Enumerate the $\mathfrak p_i$ in such a way that each $\mathfrak p_i$ is a minimal element of the set $\{\mathfrak p_i,\dots,\mathfrak p_k\}$, and write $\mathfrak p_{ij}$ for the localization of $\mathfrak p_i$ at $\mathfrak p_j$.
For all $i$ we get
$$
(\mathfrak p_{1i})^{m_1}\cdots(\mathfrak p_{ii})^{m_i}=(\mathfrak p_{1i})^{n_1}\cdots(\mathfrak p_{ii})^{n_i}.\quad(1)
$$
Note the following consequence of the determinant trick, or Nakayama's Lemma:
$(2)$ If $\mathfrak a$ and $\mathfrak b$ are ideals of $A$, then the equality $\mathfrak a\mathfrak b=\mathfrak b$ holds only if $\mathfrak a=(1)$ or $\mathfrak b=(0)$.

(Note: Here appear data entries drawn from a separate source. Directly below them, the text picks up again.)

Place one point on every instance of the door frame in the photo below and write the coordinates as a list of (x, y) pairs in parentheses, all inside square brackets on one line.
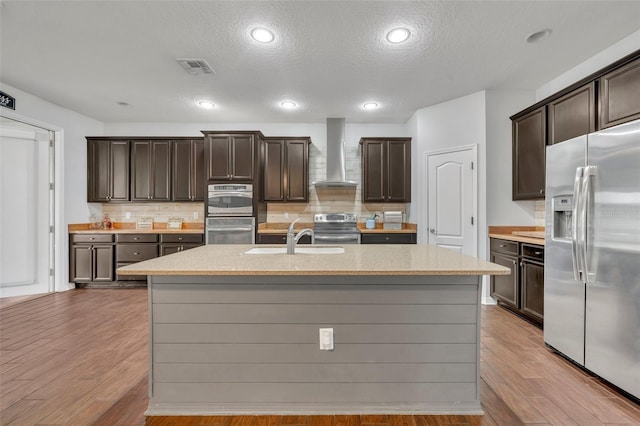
[(474, 184), (60, 259)]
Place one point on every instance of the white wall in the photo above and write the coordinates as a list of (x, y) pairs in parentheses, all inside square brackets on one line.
[(611, 54), (501, 210), (71, 165), (450, 124)]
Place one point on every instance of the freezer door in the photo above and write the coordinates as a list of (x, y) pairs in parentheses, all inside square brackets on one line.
[(612, 343), (563, 294)]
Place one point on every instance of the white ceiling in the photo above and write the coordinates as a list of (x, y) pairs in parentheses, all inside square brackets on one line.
[(329, 56)]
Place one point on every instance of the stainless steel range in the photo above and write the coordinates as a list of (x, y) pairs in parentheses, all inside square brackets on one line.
[(336, 228)]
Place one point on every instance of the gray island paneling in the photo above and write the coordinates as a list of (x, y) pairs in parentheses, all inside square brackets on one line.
[(236, 341)]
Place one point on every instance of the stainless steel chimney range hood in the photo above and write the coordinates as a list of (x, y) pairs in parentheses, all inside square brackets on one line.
[(336, 168)]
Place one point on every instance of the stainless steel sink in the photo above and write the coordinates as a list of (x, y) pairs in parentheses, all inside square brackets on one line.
[(299, 250)]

Let's prove $m_i=n_i$ by induction on $i$:
Case $i=1$: We have $(\mathfrak p_{11})^{m_1}=(\mathfrak p_{11})^{n_1}$ by $(1)$. If we had $m_1\ne n_1$ we could assume $m_1<n_1$, and would get
$$
(\mathfrak p_{11})^{n_1-m_1}(\mathfrak p_{11})^{m_1}=(\mathfrak p_{11})^{m_1},
$$
contradicting $(2)$.
From $i-1$ to $i$: We have
$$
(\mathfrak p_{1i})^{m_1}\cdots(\mathfrak p_{i-1,i})^{m_{i-1}}(\mathfrak p_{ii})^{m_i}=(\mathfrak p_{1i})^{m_1}\cdots(\mathfrak p_{i-1,i})^{m_{i-1}}(\mathfrak p_{ii})^{n_i}.\quad(3)
$$
If we had $m_i\ne n_i$ we could assume $m_i<n_i$ and we could write $(3)$ as
$$
(\mathfrak p_{ii})^{n_i-m_i}\mathfrak b=\mathfrak b
$$
with $(\mathfrak p_{1i})^{n_i-m_i}\ne(1)$ and $\mathfrak b\ne(0)$, contradicting $(2)$. (Here $\mathfrak b$ is the left side of $(3)$, and we assume $2\le i\le k$.) $\square$
Note that the argument still works if $A$ is not noetherian, but the $\mathfrak p_i$ are finitely generated.
Best Answer
Let $R=\mathbb C[X,Y]/(Y^2-X^3-X)$. This is a Dedekind domain, and its non-zero prime ideals are of the form $(x-a,y-b)$ with $b^2=a^3+a$.
I let you as an exercise to prove that these are not principal. (Hint. Show that $x-a$ and $y-b$ are irreducible in $R$.)